Biochemistry, Department of


First Advisor

Mark A. Wilson

Second Advisor

Donald Becker

Third Advisor

David Berkowitz

Date of this Version

Spring 4-15-2020


A DISSERTATION Presented to the Faculty of The Graduate College at the University of Nebraska In partial Fulfillment of Requirements For the Degree of Doctor of Philosophy, Major: Biochemistry, Under the Supervision of Professor Mark A. Wilson. Lincoln, Nebraska: May 2020

Copyright 2020 Medhanjali Dasgupta


Post-translational modification of cysteine residues can regulate protein function and is essential for catalysis by cysteine-dependent enzymes. Covalent modifications neutralize charge on the reactive cysteine thiolate anion and thus alter the active site electrostatic environment. Although a vast number of enzymes rely on cysteine modification for function, precisely how altered structural and electrostatic states of cysteine affect protein dynamics, which in turn, affects catalysis, remains poorly understood.

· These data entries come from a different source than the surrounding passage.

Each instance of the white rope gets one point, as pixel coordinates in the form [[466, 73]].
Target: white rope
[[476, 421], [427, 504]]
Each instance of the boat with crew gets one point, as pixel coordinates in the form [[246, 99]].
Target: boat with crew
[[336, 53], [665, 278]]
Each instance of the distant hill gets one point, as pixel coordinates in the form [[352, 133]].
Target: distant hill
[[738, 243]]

Here we use X-ray crystallography, computer simulations, site directed mutagenesis and enzyme kinetics to characterize how covalent modification of the active site cysteine residue in the enzyme, isocyanide hydratase (ICH), affects the protein conformational ensemble during catalysis. Our results suggest that cysteine modification may be a common and likely underreported means for regulating protein conformational dynamics. This thesis will also include ongoing work with ICH homologs, showing that Cys covalent modification-gated helical dynamics in Cys dependent enzymes is common to enzymes of this family.